"The Darwin term" is one of the three contributions to the fine structure of hydrogen (and other atoms). It is a perturbation to the hydrogen hamiltonian, which gives rise to a change in energy levels of $O(\alpha^4m_ec^2)$ of the form (SI units): $$ H_D(\mathbf{r})=\frac{\hbar^2e^2}{8m_e^2c^2\epsilon_0}\delta^3(\mathbf{r}) $$
The original explanation of the Darwin term, and indeed some contemporary descriptions of it, describes it as the result of a "fast quantum fluctuation" in the position of the electron on a length scale $\hbar /m_e c=10^{-13}\text{ m}$. However, the only actual derivation from first principles I've ever seen is from the Foldy-Wouthuysian transform of the Dirac equation, where it doesn't seem to arise from anything like a fast fluctuating quantum motion.
And this kind of "quantum fluctuation" doesn't seem like it's a real phenomenon predicted in quantum mechanics. When an electron is in the groundstate of the hydrogen atom, its position isn't "quantum fluctuating around the proton." It's in a quantum state that can be described by a stationary wavefunction.
Is there genuinely some kind of way of looking at a solution to the Dirac equation and coming to the conclusion that the electron does some kind of rapid quantum motion of a length scale given by $\hbar /m_e c=10^{-13}\text{ m}$? (and presumably a timescale $\hbar /m_e c^2$) Or is my general impression right, that this is a historical description that needs to be thrown away because it just confuses students about the nature of quantum mechanics?

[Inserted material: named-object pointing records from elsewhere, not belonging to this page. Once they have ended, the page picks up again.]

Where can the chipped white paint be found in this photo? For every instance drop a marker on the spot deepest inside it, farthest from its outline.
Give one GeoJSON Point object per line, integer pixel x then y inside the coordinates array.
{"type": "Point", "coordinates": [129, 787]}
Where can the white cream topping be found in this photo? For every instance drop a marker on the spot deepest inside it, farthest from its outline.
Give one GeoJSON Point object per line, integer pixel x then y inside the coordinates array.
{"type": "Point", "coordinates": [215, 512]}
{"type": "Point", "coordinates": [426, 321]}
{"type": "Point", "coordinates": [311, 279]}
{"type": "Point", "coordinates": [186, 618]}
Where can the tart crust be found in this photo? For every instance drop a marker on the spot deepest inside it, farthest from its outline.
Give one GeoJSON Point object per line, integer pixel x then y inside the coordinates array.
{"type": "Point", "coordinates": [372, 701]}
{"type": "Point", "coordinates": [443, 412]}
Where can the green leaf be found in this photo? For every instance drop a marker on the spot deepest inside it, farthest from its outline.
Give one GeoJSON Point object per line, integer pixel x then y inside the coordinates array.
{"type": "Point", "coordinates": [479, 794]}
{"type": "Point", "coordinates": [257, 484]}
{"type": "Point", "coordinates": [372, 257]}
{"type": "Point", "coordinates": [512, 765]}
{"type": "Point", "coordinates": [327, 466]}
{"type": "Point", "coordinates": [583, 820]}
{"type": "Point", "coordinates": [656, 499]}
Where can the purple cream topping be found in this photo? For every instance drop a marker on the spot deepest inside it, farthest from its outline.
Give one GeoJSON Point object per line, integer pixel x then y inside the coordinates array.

I am aware of this question, which is similar. But the question really just wants to know how zitterbewegung can be used to derive the form of the Darwin term, which is a perfectly straightforward derivation if you accept that zitterbewegung is a real thing. And I'm looking for a different kind of answer. All the accepted answer says is that "zitterbewegung is also correct, at least in the heuristic level," and I am explicitly wanting to know if this description of the Darwin term is valid beyond the heuristic level. Also note this great answer talks about what quantum fluctuations are, but none of these considerations seem to apply here, to a perturbation to the groundstate of a system.